Pada awal 1960, Soekarno mengundang delegasi Pemerintah Uni Soviet untuk berkunjung ke Indonesia.
Khrushchev mengaku sangat senang dan langsung menerima undangan tersebut.
Kedekatan ini sempat menimbulkan persepsi bahwa Pemerintahan Indonesia saat itu condong ke kiri.
KRI Irian 201
Pada sektor pertahanan, Soviet juga membantu Indonesia dengan proyek Cruiser 68-bis "Ordzhonikidze" yang dinamakan sebagai KRI Irian 201.

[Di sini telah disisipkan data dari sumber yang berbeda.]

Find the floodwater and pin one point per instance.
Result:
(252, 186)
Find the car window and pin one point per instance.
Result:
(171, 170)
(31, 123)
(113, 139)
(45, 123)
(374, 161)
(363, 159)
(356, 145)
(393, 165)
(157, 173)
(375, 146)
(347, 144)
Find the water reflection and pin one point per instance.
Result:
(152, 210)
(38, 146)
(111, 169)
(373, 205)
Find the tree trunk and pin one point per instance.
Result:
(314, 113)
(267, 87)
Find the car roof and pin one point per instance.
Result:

Kapal ini menjadi kapal perang Soviet yang pertama dalam sejarah pasca-peperangan yang dialihkan kepada negara asing.
Ada sejumlah cerita unik di balik proyek 68-bis.
Untuk pertama kalinya, insinyur Soviet menggunakan teknologi pengelasan pada lambung kapal dan pengelasan satuan badan kapal yang berbobot 100–150 ton.
Berbeda dengan kapal negara lainnya, kapal perang ini mengangkut meriam kaliber kecil, yaitu meriam kaliber 150 mm sebagai pengganti kaliber 203 mm yang diimbangi dengan performa yang baik.
Kapal ini mengangkut 12 meriam utama kaliber 152 mm, 12 meriam kaliber 100 milimeter, dan 32 meriam kaliber 37 milimeter.